By margins of just a few hundred votes, the Flight Attendants and Machinists narrowly lost two recent elections seeking to represent workers at Delta Air Lines, where a merged workforce of unionized workers of the former Northwest Airlines and the largely non-union pre-merger Delta now may become one non-union workforce.
Both unions say Delta management violated labor law repeatedly in a no-holds-barred campaign pressuring workers to vote no to union representation.
News of the International Association of Machinists’ loss in the representation election for baggage handlers came November 18, just as the final two pages of the Labor Review went to press.
According to news reports, the vote in the baggage handlers election was 5,569 “no” votes to 4,909 “yes” votes – a margin of just 660 votes. The voting period ran October 14 to November 18.
Two more groups of Delta workers were in the middle of elections. Stores/supply attendants workers vote until November 22. Passenger services workers were set to vote November 2 until December 7.
Results of the union representation vote by Delta flight attendants were announced November 3 by the National Mediation Board.

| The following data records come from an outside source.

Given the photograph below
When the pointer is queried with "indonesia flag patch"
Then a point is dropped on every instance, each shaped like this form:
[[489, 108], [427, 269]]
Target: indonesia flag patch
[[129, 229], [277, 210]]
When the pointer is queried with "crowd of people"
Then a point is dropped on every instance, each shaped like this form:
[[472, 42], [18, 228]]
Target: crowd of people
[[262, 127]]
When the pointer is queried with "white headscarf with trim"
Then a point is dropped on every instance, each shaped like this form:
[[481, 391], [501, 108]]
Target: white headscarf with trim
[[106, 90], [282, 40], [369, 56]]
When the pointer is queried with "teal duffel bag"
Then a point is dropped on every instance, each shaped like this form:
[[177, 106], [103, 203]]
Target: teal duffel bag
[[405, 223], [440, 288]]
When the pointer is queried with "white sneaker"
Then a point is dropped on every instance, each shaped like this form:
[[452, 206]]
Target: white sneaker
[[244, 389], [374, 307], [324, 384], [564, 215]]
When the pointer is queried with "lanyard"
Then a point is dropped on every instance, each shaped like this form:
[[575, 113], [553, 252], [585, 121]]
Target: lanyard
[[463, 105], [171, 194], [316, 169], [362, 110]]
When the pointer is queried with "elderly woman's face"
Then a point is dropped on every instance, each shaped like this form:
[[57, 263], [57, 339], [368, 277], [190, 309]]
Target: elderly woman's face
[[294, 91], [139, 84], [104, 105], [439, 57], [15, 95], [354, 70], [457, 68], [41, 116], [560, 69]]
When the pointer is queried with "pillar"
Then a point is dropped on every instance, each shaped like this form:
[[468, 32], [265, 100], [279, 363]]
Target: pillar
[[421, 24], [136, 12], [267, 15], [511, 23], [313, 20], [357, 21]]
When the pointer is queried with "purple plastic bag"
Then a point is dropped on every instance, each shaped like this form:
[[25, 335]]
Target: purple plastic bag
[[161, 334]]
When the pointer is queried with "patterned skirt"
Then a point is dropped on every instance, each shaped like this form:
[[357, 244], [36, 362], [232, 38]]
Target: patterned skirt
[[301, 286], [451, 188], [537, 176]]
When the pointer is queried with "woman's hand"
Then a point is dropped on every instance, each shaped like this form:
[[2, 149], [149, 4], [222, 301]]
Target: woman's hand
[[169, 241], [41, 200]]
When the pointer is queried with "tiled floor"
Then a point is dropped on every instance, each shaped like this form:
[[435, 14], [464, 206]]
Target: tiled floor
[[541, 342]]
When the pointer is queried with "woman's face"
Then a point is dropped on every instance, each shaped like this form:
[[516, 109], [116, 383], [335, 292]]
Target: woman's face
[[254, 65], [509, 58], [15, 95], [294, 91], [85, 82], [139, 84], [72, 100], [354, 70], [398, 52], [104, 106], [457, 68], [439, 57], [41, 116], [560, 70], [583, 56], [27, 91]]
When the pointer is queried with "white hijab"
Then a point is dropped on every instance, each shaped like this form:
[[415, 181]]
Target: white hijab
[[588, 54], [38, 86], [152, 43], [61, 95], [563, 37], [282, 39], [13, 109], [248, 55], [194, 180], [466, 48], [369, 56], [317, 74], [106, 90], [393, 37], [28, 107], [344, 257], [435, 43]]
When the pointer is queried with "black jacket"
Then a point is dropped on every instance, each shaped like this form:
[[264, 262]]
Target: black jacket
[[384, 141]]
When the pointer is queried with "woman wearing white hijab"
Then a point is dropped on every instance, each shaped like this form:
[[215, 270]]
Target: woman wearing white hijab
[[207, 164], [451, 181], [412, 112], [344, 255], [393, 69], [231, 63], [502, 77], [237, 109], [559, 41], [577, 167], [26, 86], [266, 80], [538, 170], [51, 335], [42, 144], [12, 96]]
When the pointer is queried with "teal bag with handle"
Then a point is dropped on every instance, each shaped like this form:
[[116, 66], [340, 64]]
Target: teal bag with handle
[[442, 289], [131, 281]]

Flight attendants cast 8,778 votes for the Association of Flight Attendants-CWA and 9,544 votes against union representation: a loss for the union by just 766 votes.
Knowing all three IAM votes might be close in the wake of the Flight Attendants’ close loss, the IAM put even more urgency into each of the three campaigns, reported Ken Hooker, president of IAM Local 1833 in Minneapolis.
Interviewed by the Labor Review a few days before the results of the baggage handlers vote, Hooker said, “we’ve been pretty focused all through this election.” But the Flight Attendants’ narrow loss, he added, “buckled everybody down to become even more focused.”
“It woke people up, too,” he said. “A lot of people thought it was a done deal.”
Balloting in each of the three IAM elections and the AFA election has been in the form of phone-in votes or internet votes, protected by a PIN password for each eligible voter.
Unions, however, said that method of voting did not protect workers from extreme pressure from Delta to vote “no” for union representation.
“It has been obvious the company has been on a full court press to get people to vote,” Hooker said. “They pretty much broke every rule in the book to get people to vote no.”
Company tactics included mandatory meetings, mailings to workers’ homes, and regular e-mail messages.
Company websites where workers were required to log in also featured anti-union messages.
Many workers, Hooker said, were afraid and did not want the company to know they were a supporter of the union.
“We’re going at this realistically and we’re in a position to win these campaigns,” Hooker said before the results of the November 18 vote. “We’re going to keep on going right through December 7 regardless of what happens.”
Both the IAM and AFA are expected to file complaints with the National Mediation Board in the wake of Delta’s aggressive and illegal tactics.